A statue of Turkish President Recep Tayyip Erdoğan erected in an art festival in Wiesbaden, Germany was removed after intense protests. The words “Turkish Hitler” were painted on the statue.
The statue was 4 meters tall, golden yellow, with its index finger pointed up in a “resolute” manner. It was erected in the city center last week as part of the Biennale, an arts festival in Wiesbaden. Festival organizers argued that they wanted to encourage public debate with the statue, but the plan backfired. There were intense protests, and opposition to the statue increased as the words “Turkish Hitler” were painted on it. On Tuesday evening, disputes by the statue grew and tensions rose between pro-Erdoğan groups and anti-fascists.

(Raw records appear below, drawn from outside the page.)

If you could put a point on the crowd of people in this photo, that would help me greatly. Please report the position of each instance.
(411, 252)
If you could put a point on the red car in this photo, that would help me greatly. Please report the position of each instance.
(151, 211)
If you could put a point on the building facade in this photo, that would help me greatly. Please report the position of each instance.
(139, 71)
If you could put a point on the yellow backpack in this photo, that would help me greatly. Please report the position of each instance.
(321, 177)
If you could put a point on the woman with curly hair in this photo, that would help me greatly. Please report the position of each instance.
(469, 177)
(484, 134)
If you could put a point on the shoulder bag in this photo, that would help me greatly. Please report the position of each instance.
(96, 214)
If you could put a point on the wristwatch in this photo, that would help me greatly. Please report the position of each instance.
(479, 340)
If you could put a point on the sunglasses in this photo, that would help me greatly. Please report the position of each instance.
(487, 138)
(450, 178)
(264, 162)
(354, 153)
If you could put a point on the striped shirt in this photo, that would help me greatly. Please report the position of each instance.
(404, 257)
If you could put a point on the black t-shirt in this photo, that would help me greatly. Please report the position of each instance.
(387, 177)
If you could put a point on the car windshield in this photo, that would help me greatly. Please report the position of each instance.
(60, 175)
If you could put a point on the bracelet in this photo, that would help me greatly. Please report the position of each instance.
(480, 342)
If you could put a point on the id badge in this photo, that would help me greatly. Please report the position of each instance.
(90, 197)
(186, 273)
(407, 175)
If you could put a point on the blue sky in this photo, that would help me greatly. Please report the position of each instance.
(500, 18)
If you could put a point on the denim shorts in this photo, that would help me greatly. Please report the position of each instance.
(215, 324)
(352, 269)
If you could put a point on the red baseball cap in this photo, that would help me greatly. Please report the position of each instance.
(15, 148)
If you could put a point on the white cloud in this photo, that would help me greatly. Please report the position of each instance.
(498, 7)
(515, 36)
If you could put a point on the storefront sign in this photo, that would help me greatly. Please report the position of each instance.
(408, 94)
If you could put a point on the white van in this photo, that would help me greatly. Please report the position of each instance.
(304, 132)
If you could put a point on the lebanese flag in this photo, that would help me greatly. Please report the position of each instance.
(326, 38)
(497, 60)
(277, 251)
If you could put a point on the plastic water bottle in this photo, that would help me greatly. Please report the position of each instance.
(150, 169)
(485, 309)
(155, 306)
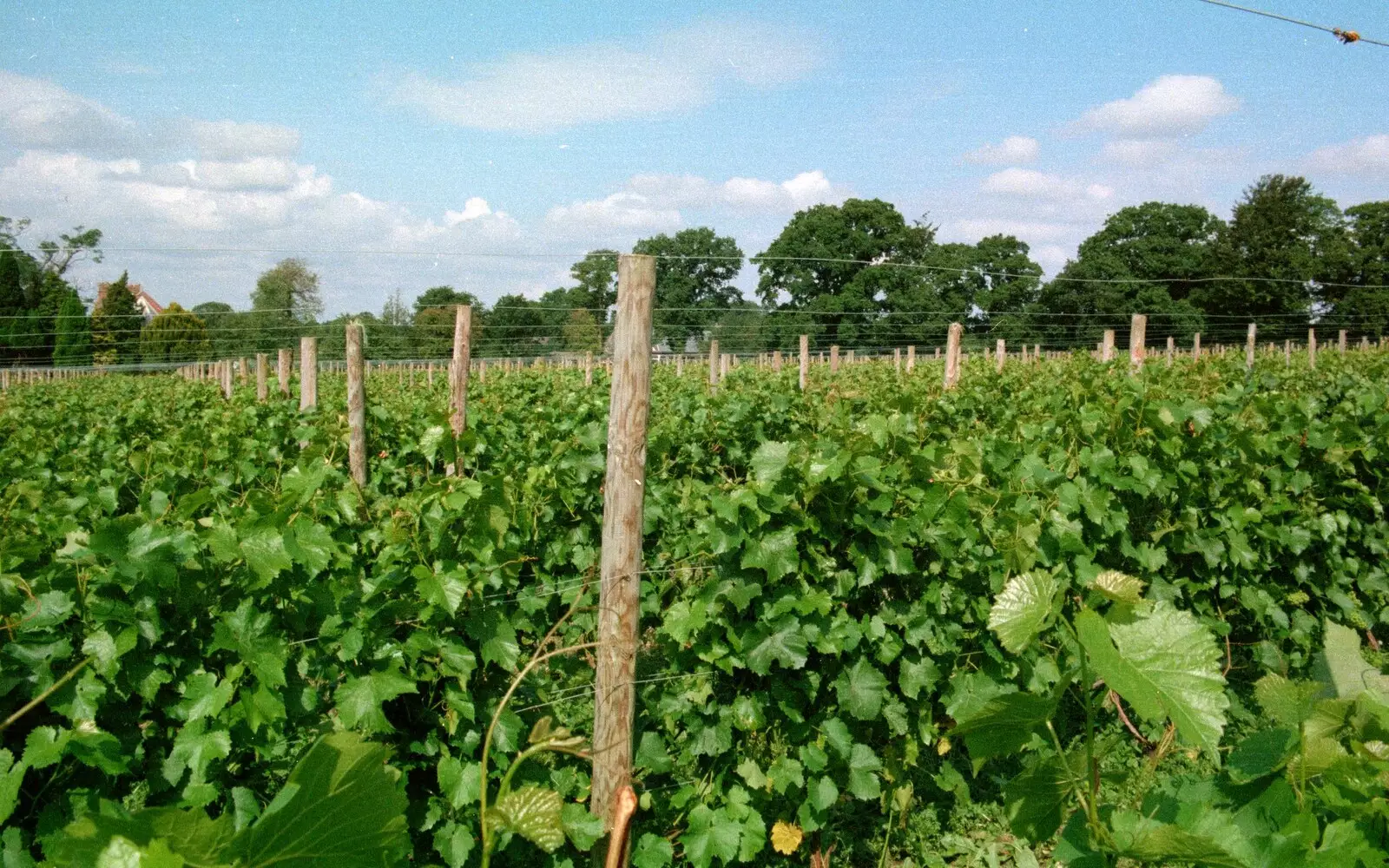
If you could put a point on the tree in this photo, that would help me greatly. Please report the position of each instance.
(1287, 240)
(581, 332)
(444, 296)
(291, 291)
(435, 317)
(694, 270)
(1146, 259)
(174, 335)
(115, 324)
(596, 278)
(73, 344)
(831, 261)
(516, 326)
(1365, 307)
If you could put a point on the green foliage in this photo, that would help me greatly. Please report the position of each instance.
(816, 608)
(115, 324)
(174, 335)
(340, 806)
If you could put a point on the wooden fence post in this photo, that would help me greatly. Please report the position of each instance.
(953, 354)
(356, 407)
(620, 603)
(261, 374)
(286, 360)
(458, 372)
(307, 374)
(805, 360)
(1138, 340)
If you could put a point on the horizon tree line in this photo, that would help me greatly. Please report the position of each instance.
(856, 274)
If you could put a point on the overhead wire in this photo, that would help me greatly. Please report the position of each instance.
(1346, 36)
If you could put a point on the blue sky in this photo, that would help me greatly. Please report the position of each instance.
(483, 145)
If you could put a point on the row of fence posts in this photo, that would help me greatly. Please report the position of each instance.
(625, 472)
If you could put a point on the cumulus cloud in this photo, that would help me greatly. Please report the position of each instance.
(1010, 152)
(1166, 108)
(606, 82)
(1138, 153)
(1031, 184)
(1365, 156)
(655, 201)
(236, 141)
(36, 113)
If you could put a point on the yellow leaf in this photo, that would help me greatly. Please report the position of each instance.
(787, 837)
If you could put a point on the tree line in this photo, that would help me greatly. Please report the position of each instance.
(856, 274)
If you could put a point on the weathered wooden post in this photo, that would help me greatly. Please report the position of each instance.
(286, 360)
(307, 374)
(1138, 340)
(458, 372)
(620, 603)
(953, 354)
(261, 375)
(805, 360)
(356, 407)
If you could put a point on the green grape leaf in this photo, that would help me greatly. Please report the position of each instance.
(1035, 798)
(1349, 673)
(1021, 610)
(774, 553)
(1118, 587)
(1004, 724)
(1167, 666)
(652, 852)
(710, 833)
(342, 806)
(863, 773)
(782, 642)
(861, 691)
(534, 812)
(359, 699)
(1289, 703)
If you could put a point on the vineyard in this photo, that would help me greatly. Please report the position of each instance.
(1066, 611)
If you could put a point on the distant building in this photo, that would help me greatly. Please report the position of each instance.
(143, 300)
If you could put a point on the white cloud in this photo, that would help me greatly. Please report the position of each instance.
(38, 113)
(604, 82)
(1031, 184)
(236, 141)
(472, 208)
(1138, 153)
(1168, 106)
(1011, 150)
(620, 212)
(1365, 156)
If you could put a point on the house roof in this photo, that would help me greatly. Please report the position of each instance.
(143, 299)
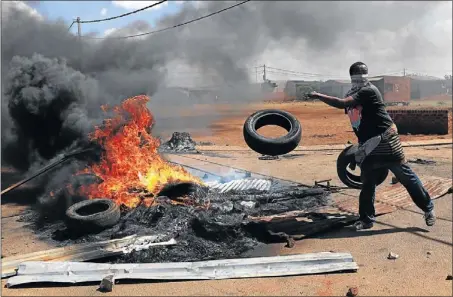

Local security official Oliver Franz spoke to the newspaper Wiesbadener Kurier and said there was also a skirmish between the two sides.
The city council had to remove the statue afterwards. They issued a statement on Twitter and said, “According to an arrangement with the police, the city council has decided to remove the statue because we can’t guarantee safety around it.”
Wiesbaden theater director Uwe Eric Laufenberg who had placed the statue there spoke to the DPA news agency and said the project was an initiative as part of freedom of expression and said they put the statue up “to discuss Erdoğan”. Laufenberg said, “All ideas should be tolerated in a democracy,” but failed to explain how a person protested as “Hitler” and a “dictator” could be included in freedom of expression.
The far-right Alternative for Germany’s (AfD) local spokesperson Emil Sanze said the organizers had “done a ridiculous thing in providing a platform for a despot who spends his time putting down the German people”.